3
votes

I have troubles understanding how checkpoints work when working with Spark Structured streaming.

I have a spark process that generates some events, which I log in an Hive table. For those events, I receive a confirmation event in a kafka stream.

I created a new spark process that

  • reads the events from the Hive log table into a DataFrame
  • joins those events with the stream of confirmation events using Spark Structured Streaming
  • writes the joined DataFrame to an HBase table.

I tested the code in spark-shell and it works fine, below the pseudocode (I'm using Scala).
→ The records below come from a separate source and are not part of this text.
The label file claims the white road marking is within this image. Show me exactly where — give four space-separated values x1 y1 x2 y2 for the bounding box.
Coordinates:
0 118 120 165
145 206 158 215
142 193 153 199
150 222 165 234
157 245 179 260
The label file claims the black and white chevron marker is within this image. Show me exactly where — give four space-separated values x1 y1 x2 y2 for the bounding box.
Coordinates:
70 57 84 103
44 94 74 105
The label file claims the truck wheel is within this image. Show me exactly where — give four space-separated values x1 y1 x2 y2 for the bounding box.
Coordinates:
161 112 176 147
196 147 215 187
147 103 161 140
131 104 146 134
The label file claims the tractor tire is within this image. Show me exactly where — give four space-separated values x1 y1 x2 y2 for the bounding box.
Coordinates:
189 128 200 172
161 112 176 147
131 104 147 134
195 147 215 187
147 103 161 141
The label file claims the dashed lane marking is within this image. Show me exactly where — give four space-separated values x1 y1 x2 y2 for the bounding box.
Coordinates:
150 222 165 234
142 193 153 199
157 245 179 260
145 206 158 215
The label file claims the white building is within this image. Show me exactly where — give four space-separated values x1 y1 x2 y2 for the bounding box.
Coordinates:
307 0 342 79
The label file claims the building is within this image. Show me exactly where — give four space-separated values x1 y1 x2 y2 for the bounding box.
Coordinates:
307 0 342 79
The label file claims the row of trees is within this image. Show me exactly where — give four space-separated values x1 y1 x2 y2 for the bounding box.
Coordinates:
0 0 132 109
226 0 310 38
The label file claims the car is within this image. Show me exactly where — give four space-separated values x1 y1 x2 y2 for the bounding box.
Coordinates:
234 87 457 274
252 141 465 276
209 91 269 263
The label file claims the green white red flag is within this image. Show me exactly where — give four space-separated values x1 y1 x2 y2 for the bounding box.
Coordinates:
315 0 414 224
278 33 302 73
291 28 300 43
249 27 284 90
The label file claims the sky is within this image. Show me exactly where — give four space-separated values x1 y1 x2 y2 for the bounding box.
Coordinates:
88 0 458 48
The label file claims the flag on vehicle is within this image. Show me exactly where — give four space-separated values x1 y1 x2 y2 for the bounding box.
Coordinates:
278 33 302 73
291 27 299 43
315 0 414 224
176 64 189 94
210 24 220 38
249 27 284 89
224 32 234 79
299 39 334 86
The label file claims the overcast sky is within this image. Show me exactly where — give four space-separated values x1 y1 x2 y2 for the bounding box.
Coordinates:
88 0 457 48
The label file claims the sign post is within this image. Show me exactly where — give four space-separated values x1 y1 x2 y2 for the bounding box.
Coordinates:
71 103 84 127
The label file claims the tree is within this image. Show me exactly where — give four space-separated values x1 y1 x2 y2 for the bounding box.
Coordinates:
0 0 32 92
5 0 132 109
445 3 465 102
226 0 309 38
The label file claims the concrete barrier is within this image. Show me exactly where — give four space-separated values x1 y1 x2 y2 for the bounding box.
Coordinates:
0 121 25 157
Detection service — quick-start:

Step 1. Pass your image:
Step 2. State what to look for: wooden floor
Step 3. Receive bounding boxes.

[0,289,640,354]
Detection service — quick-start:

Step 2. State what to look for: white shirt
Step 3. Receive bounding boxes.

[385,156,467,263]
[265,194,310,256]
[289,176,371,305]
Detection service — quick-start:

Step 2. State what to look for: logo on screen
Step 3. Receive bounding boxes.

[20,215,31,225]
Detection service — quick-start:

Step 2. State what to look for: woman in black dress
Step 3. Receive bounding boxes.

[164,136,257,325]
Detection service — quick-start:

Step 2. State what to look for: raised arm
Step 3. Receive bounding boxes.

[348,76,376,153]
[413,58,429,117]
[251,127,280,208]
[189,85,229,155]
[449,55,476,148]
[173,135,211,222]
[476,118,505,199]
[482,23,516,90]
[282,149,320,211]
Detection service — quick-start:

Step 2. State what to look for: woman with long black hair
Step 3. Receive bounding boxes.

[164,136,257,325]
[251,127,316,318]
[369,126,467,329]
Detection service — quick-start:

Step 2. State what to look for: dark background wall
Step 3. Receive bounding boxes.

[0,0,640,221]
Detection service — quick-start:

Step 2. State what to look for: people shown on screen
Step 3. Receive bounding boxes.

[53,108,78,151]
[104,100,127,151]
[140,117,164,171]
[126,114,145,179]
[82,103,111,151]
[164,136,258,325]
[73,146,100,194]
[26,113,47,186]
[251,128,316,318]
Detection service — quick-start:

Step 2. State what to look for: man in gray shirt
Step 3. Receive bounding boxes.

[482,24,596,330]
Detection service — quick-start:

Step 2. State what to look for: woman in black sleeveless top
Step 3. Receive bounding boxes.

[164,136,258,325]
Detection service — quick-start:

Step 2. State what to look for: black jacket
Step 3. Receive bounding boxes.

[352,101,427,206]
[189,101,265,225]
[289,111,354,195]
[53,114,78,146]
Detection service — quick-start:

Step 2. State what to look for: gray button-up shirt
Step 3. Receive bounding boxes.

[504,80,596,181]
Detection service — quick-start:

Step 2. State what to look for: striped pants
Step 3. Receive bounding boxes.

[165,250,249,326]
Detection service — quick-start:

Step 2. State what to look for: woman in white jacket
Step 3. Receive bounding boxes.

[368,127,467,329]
val tableA = spark.table("tableA")

val startingOffset = "earliest"

val streamOfData = .readStream 
  .format("kafka") 
  .option("startingOffsets", startingOffsets)
  .option("otherOptions", otherOptions)

val joinTableAWithStreamOfData = streamOfData.join(tableA, Seq("a"), "inner")

joinTableAWithStreamOfData 
  .writeStream
  .foreach(
    writeDataToHBaseTable()
  ).start()
  .awaitTermination()

Now I would like to schedule this code to run periodically, e.g. every 15 minutes, and I'm struggling understanding how to use checkpoints here.

At every run of this code, I would like to read from the stream only the events I haven't read yet in the previous run, and inner join those new events with my log table, so to write only new data to the final HBase table.

I created a directory in HDFS where to store the checkpoint file. I provided that location to the spark-submit command I use to call the spark code.

spark-submit --conf spark.sql.streaming.checkpointLocation=path_to_hdfs_checkpoint_directory 
--all_the_other_settings_and_libraries

At this moment the code runs fine every 15 minutes without any error, but it doesn't do anything basically since it is not dumping the new events to the HBase table. Also the checkpoint directory is empty, while I assume some file has to be written there?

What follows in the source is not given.